After using Cognito for a few months, some users in a user pool have now lost the "email_verified" attribute. I can't understand how it is missing or how to recover.
Symptoms are:
Getting the user attributes for the user with the list-users CLI shows the attribute is missing
aws cognito-idp list-users --user-pool-id MYID-123 --query 'Users[?Username==`error@bla.com`].[*]'
[
[
[
"error@bla.com",
true,
"CONFIRMED",
1522127817.526,
1522127819.369,
[
{
"Name": "sub",
"Value": "123123123341241238"
},
{
"Name": "email",
"Value": "bla@bla.com"
}
]
]
]
]
vs. one with the attribute in place
aws cognito-idp list-users --user-pool-id MYID-123 --query 'Users[?Username==`bla@bla.com`].[*]'
[
[
[
"bla@bla.com",
true,
"CONFIRMED",
1524048734.588,
1524048737.777,
[
{
"Name": "sub",
"Value": "1231231231231235"
},
{
"Name": "email_verified",
"Value": "true"
},
{
"Name": "email",
"Value": "bla@bla.com"
}
]
]
]
]
If I try deleting the attribute (with enough permissions), it fails - as one would expect - explaining it is not mutable.

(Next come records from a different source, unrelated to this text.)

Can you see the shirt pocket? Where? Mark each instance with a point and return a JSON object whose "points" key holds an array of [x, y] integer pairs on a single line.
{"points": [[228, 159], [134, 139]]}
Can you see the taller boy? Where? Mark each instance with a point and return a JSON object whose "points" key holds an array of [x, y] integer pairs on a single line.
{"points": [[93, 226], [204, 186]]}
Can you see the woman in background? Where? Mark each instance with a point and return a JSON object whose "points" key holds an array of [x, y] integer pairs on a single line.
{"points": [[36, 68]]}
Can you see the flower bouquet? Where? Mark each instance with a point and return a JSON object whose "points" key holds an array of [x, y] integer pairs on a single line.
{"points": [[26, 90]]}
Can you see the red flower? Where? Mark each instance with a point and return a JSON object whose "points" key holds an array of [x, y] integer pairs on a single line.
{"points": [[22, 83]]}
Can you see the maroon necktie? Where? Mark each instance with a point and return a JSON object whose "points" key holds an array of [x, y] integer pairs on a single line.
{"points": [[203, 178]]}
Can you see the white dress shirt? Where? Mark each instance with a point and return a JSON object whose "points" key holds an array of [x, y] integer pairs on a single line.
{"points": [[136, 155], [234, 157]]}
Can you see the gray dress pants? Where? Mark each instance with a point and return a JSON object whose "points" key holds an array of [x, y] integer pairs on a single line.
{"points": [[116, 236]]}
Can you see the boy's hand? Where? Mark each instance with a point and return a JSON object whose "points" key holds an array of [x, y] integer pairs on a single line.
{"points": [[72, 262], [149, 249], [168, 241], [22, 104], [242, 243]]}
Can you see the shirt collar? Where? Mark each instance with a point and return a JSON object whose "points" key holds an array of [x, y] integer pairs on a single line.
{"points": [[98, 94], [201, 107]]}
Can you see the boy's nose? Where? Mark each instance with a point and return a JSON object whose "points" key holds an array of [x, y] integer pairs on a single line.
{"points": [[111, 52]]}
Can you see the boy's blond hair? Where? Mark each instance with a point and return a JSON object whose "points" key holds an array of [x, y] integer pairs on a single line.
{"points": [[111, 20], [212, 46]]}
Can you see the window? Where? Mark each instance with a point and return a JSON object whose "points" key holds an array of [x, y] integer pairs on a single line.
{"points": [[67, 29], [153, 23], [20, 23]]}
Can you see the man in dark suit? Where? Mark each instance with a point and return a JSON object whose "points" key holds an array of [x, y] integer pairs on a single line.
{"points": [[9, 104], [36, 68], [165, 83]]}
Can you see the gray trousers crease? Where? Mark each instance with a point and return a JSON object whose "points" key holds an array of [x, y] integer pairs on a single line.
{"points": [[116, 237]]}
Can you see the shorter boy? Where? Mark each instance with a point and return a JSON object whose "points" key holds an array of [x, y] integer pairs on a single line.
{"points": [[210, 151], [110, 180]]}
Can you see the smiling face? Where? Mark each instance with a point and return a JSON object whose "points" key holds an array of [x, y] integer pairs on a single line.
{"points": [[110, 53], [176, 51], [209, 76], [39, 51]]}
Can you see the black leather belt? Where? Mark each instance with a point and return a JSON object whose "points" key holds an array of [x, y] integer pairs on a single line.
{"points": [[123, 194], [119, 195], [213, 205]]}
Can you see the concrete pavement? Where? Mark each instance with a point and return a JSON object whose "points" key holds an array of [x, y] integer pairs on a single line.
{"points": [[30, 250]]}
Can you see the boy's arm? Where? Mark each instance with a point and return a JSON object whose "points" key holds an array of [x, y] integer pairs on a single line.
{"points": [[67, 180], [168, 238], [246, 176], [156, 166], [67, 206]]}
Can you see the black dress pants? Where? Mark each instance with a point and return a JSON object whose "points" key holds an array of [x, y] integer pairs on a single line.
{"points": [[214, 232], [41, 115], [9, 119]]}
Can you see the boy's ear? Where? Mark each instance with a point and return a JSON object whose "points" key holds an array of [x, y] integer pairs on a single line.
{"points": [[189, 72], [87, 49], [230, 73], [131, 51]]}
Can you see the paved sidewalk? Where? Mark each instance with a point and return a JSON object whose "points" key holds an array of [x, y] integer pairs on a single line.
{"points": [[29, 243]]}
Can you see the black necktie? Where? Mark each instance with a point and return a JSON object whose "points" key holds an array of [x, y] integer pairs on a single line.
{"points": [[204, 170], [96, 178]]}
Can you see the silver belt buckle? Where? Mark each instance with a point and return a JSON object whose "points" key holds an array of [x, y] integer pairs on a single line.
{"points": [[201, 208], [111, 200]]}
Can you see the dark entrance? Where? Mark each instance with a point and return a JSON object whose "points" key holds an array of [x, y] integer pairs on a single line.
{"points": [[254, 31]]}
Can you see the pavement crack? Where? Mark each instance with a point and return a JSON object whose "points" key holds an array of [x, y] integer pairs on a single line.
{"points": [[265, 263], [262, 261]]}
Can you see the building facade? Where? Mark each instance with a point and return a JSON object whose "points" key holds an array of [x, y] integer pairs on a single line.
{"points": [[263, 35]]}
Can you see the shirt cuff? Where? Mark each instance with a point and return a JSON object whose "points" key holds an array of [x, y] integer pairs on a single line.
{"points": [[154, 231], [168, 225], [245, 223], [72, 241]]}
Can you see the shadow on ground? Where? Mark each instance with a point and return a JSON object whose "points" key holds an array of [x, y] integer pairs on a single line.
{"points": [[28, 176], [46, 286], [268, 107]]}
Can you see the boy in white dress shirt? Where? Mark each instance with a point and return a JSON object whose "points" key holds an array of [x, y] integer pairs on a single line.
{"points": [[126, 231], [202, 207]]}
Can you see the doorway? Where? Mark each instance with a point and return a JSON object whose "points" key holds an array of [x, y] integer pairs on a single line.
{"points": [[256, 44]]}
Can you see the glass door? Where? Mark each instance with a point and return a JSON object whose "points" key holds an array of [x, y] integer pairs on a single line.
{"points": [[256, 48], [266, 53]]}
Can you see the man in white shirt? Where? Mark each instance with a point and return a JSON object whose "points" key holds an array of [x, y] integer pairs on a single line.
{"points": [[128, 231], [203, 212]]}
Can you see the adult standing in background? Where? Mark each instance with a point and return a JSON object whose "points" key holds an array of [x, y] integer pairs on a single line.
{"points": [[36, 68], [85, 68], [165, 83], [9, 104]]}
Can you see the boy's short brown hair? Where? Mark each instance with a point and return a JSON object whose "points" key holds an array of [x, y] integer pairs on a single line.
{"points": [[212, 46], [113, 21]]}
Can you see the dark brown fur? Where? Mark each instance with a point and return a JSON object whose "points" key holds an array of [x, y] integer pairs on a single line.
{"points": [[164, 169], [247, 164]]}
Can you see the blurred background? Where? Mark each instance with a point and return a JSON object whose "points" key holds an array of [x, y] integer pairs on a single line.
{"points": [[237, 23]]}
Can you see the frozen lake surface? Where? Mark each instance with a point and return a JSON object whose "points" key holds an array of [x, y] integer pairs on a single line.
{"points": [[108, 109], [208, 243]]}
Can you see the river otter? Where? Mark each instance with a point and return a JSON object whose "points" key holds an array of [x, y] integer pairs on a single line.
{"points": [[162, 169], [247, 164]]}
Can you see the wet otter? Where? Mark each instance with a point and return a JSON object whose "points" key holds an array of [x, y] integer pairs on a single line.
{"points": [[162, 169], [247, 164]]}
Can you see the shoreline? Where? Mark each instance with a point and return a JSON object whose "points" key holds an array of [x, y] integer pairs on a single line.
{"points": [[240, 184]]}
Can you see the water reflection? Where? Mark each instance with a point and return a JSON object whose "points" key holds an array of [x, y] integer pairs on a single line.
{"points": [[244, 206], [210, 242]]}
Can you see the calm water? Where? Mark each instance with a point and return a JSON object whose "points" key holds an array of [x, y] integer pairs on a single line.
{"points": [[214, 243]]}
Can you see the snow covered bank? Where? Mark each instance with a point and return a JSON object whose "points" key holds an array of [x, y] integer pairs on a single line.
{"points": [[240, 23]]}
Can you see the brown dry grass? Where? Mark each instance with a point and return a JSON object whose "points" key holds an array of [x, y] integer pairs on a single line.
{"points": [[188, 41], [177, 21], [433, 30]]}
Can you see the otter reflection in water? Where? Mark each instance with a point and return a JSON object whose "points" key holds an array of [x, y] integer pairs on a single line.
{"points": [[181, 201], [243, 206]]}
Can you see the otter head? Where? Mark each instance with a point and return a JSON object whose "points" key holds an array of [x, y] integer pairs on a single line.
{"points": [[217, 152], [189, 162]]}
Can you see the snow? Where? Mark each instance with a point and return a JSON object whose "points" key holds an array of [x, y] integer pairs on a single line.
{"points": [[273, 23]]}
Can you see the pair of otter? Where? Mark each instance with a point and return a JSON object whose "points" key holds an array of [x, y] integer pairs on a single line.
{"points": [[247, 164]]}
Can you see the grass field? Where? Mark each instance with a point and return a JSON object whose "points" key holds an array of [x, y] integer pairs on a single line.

aws cognito-idp admin-delete-user-attributes --user-pool-id MYID-123 --username test2@test.com --user-attribute-names email_verified
An error occurred (InvalidParameterException) when calling the AdminDeleteUserAttributes operation: Cannot modify the non-mutable attribute email_verified
I can not find the cause for this problem, other than blaming AWS Cognito.
A workaround/hack/patch is to add the attribute back, this time, the non-mutable check is not a problem
aws cognito-idp admin-update-user-attributes --user-pool-id MYID-123 --username error@bla.com --user-attributes Name=email_verified,Value=true
And now the user has the attribute again and I can reset the password.